The encyclopaedia contained 10,000 volumes. Sixty-four imprints were made of the first edition, known as the Wu-ying Hall edition. The encyclopaedia consisted of 6 series, 32 divisions, and 6,117 sections.[1] It contained 800,000 pages and over 100 million Chinese characters,[2] making it the largest leishu ever printed. Topics covered included natural phenomena, geography, history, literature and government. The work was printed in 1726 using copper movable type printing. It spanned around 10 thousand rolls (Chinese: ). To illustrate the huge size of the Complete Classics Collection of Ancient China, it is estimated to have contained 3 to 4 times the amount of material in the Encyclopædia Britannica Eleventh Edition.[3]

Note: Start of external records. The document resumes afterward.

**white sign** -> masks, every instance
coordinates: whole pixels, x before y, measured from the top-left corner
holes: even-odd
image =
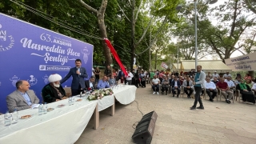
[[[232,71],[256,70],[256,53],[225,59],[225,63]]]
[[[165,63],[165,62],[162,62],[161,66],[162,66],[162,68],[164,68],[164,69],[167,69],[167,68],[168,68],[168,66],[167,66],[166,63]]]

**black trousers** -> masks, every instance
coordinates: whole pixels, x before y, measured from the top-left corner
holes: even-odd
[[[210,94],[210,92],[213,93],[213,95]],[[206,89],[206,93],[207,93],[210,99],[214,99],[214,97],[216,97],[216,95],[217,95],[217,90],[210,90],[210,89]]]
[[[194,94],[194,102],[193,107],[196,107],[198,102],[199,102],[200,106],[203,106],[202,99],[200,98],[200,94],[202,92],[201,86],[194,86],[195,94]]]
[[[190,93],[188,93],[188,90],[190,90]],[[191,89],[191,88],[188,89],[186,87],[184,87],[184,92],[186,94],[186,95],[188,97],[190,97],[190,95],[192,94],[193,91],[194,91],[194,90]]]

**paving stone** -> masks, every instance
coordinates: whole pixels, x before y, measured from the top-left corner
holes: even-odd
[[[255,144],[256,106],[238,102],[229,105],[223,100],[210,102],[203,99],[205,110],[190,110],[194,99],[152,94],[150,85],[136,91],[138,109],[144,114],[155,110],[158,115],[152,144]],[[116,103],[115,114],[110,114],[110,108],[100,112],[97,130],[93,129],[90,118],[75,144],[133,143],[133,126],[136,127],[136,122],[142,118],[137,102],[126,106]]]

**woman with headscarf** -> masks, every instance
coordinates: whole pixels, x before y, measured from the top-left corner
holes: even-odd
[[[250,87],[246,84],[245,81],[241,81],[241,83],[237,85],[236,90],[240,90],[243,102],[249,102],[255,103],[254,95],[251,92]]]
[[[66,98],[66,92],[60,84],[62,76],[58,74],[50,74],[48,78],[49,84],[42,90],[43,101],[47,103]]]

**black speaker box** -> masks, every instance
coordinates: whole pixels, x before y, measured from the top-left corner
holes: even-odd
[[[138,123],[135,132],[132,136],[134,143],[151,143],[157,118],[158,114],[155,111],[151,111],[142,117],[142,120]]]
[[[153,120],[146,121],[140,125],[137,125],[136,130],[132,136],[134,143],[150,144],[154,130],[154,122]]]
[[[155,111],[151,111],[150,113],[148,113],[142,117],[142,120],[138,123],[137,126],[139,126],[141,123],[143,123],[146,121],[150,121],[151,119],[154,122],[155,122],[157,121],[157,113]]]

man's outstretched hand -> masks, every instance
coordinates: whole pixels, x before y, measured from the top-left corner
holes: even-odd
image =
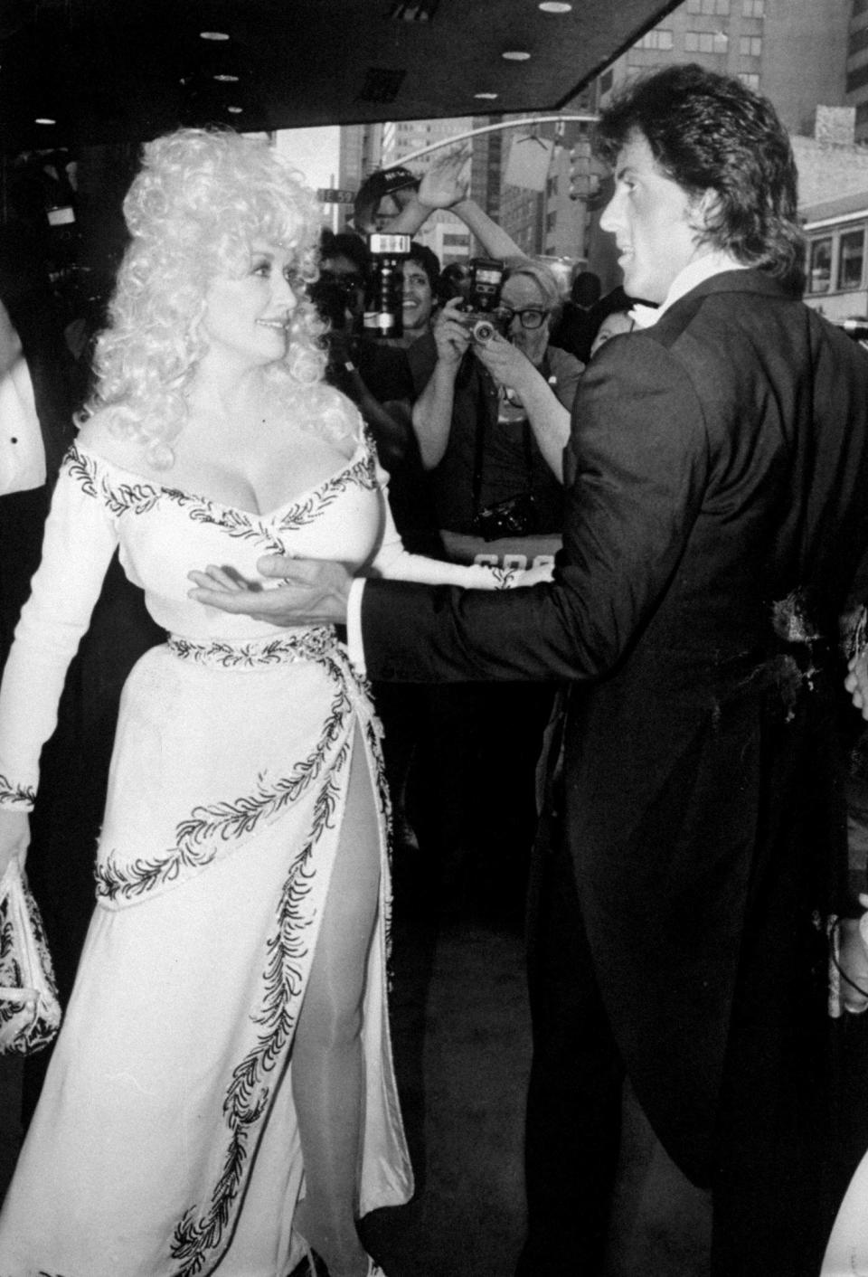
[[[258,581],[245,581],[232,570],[209,564],[203,572],[188,573],[194,584],[189,598],[272,626],[342,624],[346,621],[352,575],[341,563],[267,554],[258,561],[257,571],[278,580],[280,586],[269,589]]]

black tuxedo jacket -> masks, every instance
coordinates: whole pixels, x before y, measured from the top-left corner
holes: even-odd
[[[719,275],[595,356],[564,470],[554,584],[370,581],[368,670],[572,684],[595,978],[648,1117],[708,1183],[721,1140],[789,1138],[779,1115],[817,1078],[826,693],[868,545],[868,356],[762,273]]]

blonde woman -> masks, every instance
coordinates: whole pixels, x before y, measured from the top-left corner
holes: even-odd
[[[144,148],[97,391],[0,690],[0,872],[120,547],[167,644],[121,701],[97,908],[0,1217],[0,1273],[370,1277],[360,1214],[412,1177],[385,1008],[387,799],[328,626],[197,601],[269,553],[491,587],[406,554],[322,381],[311,197],[267,143]],[[207,572],[194,570],[211,564]]]

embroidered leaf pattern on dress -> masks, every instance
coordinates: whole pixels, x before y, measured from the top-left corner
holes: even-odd
[[[236,540],[251,540],[263,550],[274,554],[285,549],[280,531],[286,533],[313,524],[347,487],[355,484],[370,490],[378,487],[374,456],[368,447],[357,461],[326,479],[276,518],[277,512],[266,516],[251,515],[207,497],[184,492],[181,488],[162,487],[146,479],[138,483],[112,481],[107,472],[110,465],[98,466],[94,458],[86,457],[74,444],[66,453],[65,464],[83,490],[88,495],[101,497],[114,516],[144,515],[165,499],[184,508],[193,522],[220,527]]]
[[[32,807],[36,802],[36,789],[33,785],[15,784],[14,780],[10,780],[9,776],[4,776],[3,773],[0,773],[0,802],[3,802],[6,807],[15,806],[17,803]]]
[[[337,668],[333,661],[324,664]],[[296,802],[320,775],[329,752],[346,729],[346,719],[352,702],[343,681],[337,679],[337,690],[323,730],[313,752],[292,767],[288,776],[280,776],[267,785],[259,778],[254,793],[226,802],[204,803],[194,807],[190,816],[176,825],[176,845],[152,859],[139,857],[121,865],[115,853],[96,868],[97,895],[108,900],[135,899],[156,886],[174,882],[183,870],[197,870],[209,865],[218,852],[220,842],[248,838],[264,820],[277,816],[286,806]]]
[[[258,1126],[268,1108],[271,1088],[268,1075],[282,1059],[292,1037],[295,1014],[303,988],[299,963],[308,955],[305,921],[301,905],[310,891],[314,870],[311,859],[317,843],[333,824],[341,774],[347,766],[350,743],[345,741],[334,760],[328,782],[317,794],[310,834],[283,885],[277,908],[277,926],[267,939],[267,965],[263,972],[264,994],[262,1008],[251,1019],[263,1032],[255,1047],[235,1068],[232,1080],[223,1099],[223,1120],[230,1140],[223,1160],[222,1174],[204,1217],[197,1217],[190,1207],[175,1230],[172,1258],[183,1260],[174,1277],[195,1277],[223,1239],[236,1208],[239,1193],[250,1156],[250,1139],[259,1135]]]

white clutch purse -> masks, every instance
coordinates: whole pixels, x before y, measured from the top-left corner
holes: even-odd
[[[0,1054],[29,1055],[60,1028],[42,918],[17,859],[0,880]]]

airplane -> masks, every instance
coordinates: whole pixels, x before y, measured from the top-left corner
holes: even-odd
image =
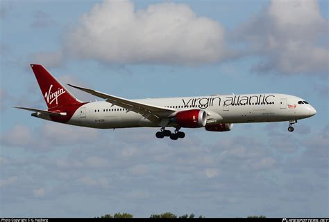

In 1908, the Guangxu Emperor of China presented a set of the encyclopaedia in 5,000 fascicles to the China Society of London, which has deposited it on loan to Cambridge University Library.[4] Another one of the three extant copies of the encyclopedia outside of China is located at the C.V. Starr East Asian Library at Columbia University. A complete copy in Japan was destroyed in the 1923 Great Kantō earthquake.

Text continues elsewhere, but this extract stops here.